Tragó saliva, tratando de espolear el paso de Rojo, pero los árboles se erguían, temblando, en todas direcciones. El bayo hizo girar las pupilas, despavorido. Rand se encontró arracimado con los demás, que intentaban asimismo imprimir una marcha más rápida a sus monturas.

—No os rezaguéis —ordenó Lan, desenvainando la espada. El Guardián llevaba ahora guanteletes reforzados con acero y su túnica de escamas de tonalidad verde grisácea—. No os separéis de Moraine Sedai. —Volvió grupas, encaminándose en sentido opuesto al árbol y a su presa. Con su capa de color cambiante, la Llaga devoró su figura antes de que hubieran perdido de vista su negro semental.

—Cerca —los urgió Moraine, haciéndoles señas para que se aproximaran, sin aminorar el paso de su yegua—. Tan cerca como podáis.

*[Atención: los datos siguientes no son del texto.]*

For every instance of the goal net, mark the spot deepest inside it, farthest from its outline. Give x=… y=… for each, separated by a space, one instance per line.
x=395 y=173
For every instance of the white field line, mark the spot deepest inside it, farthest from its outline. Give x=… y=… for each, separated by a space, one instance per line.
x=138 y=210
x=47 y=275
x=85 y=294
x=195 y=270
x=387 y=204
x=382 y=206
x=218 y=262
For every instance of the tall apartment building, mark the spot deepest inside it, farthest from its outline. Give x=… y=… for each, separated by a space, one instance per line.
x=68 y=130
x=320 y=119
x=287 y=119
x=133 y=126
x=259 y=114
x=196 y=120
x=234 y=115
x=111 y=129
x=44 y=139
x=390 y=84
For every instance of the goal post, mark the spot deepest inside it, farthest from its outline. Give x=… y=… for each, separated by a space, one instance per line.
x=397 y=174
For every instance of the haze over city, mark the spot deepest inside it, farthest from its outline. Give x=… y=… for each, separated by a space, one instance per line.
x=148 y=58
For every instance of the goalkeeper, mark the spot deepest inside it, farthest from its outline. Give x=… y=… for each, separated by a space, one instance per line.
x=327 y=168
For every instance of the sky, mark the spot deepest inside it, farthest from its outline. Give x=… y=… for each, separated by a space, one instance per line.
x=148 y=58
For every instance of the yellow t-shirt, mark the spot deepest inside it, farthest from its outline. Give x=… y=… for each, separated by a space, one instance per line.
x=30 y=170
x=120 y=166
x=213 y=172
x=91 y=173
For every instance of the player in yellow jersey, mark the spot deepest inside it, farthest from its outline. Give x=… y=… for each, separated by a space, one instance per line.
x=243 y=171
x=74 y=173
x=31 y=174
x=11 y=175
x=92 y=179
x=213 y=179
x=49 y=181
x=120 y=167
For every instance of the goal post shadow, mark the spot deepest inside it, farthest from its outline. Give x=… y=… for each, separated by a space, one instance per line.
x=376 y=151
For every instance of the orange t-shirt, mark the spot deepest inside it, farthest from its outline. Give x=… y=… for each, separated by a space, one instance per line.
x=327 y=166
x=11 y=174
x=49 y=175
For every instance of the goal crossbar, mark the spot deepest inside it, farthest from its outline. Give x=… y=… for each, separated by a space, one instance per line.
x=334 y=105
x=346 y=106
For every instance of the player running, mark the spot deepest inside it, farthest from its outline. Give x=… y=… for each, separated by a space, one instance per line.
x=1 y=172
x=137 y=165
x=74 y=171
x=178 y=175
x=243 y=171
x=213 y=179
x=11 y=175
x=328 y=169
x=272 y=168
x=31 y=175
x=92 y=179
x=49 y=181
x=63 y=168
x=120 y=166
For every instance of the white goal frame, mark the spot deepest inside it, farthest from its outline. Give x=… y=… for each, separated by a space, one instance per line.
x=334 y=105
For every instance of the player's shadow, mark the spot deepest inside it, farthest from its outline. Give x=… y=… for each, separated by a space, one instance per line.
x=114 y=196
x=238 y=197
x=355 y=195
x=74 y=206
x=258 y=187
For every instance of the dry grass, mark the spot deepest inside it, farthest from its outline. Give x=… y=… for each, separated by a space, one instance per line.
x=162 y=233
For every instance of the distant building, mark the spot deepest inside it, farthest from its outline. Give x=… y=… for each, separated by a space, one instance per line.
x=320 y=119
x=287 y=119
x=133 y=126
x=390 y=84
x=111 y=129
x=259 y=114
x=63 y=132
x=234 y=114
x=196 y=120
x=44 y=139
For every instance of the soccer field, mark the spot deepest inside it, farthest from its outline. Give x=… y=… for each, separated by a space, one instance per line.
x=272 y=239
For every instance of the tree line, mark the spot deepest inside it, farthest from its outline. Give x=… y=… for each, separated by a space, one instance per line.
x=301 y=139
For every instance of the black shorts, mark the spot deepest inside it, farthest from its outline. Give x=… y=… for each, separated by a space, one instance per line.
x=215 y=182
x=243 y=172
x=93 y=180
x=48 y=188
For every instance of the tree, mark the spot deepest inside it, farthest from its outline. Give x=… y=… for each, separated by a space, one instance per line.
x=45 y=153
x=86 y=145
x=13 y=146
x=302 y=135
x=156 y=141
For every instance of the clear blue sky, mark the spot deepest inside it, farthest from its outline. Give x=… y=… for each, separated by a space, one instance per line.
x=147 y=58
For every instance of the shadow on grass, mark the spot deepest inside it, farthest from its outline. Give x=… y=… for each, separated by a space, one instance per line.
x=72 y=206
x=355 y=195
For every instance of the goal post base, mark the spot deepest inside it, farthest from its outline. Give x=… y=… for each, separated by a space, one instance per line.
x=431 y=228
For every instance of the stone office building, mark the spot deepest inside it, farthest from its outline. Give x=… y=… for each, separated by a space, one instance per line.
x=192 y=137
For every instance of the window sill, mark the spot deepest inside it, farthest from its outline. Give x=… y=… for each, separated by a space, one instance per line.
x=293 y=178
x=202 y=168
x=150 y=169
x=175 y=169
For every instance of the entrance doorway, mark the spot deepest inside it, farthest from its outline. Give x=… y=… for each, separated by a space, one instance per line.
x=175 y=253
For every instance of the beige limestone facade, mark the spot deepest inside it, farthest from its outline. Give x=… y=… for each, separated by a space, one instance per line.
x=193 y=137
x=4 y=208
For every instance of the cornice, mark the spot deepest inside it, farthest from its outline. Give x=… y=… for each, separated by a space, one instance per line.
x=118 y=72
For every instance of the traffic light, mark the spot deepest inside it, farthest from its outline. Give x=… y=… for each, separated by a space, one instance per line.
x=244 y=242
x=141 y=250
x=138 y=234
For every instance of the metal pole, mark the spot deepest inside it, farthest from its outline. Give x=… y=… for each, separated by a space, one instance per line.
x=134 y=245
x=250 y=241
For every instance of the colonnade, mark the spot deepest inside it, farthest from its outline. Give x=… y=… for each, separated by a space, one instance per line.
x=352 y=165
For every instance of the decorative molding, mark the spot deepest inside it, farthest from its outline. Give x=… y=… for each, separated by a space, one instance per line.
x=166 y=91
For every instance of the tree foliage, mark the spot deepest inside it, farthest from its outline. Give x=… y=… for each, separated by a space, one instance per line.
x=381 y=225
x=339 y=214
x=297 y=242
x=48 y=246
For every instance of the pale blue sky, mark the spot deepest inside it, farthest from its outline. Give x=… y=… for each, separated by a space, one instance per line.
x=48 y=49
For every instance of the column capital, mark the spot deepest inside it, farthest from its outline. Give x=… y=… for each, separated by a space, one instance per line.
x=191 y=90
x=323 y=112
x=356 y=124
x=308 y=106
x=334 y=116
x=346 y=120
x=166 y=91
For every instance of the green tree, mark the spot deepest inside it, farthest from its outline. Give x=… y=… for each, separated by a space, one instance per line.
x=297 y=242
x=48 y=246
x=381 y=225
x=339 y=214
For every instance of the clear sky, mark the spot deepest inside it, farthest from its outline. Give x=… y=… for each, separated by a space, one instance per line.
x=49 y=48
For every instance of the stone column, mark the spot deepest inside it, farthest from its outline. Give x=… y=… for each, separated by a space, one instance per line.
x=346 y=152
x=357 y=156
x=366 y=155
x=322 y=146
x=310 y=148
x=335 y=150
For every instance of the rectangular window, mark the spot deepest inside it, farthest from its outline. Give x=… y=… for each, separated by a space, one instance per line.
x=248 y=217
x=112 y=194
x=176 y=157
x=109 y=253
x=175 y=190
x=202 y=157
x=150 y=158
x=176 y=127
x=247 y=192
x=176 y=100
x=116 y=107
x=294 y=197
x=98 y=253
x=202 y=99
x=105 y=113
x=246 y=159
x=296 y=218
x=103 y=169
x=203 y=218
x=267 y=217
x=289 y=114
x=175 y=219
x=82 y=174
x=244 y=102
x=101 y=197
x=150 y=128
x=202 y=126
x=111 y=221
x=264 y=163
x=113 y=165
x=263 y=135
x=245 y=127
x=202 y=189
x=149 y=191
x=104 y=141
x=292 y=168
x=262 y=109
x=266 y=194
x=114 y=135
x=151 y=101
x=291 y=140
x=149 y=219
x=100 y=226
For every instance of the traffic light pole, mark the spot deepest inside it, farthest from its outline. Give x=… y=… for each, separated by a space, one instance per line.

Del lado por donde había desaparecido el Guardián brotó un rugido que azotó el aire y estremeció los árboles para desaparecer, dejando un eco tras de sí. El bramido volvió a oírse, impregnado de rabia y violencia.

—Lan —musitó Nynaeve—. El…

El horrible sonido la interrumpió, pero ahora contenía un nuevo matiz. Miedo. De súbito el aire enmudeció.

—Lan sabe cuidar de sí mismo —dijo Moraine—. Cabalgad, Zahorí.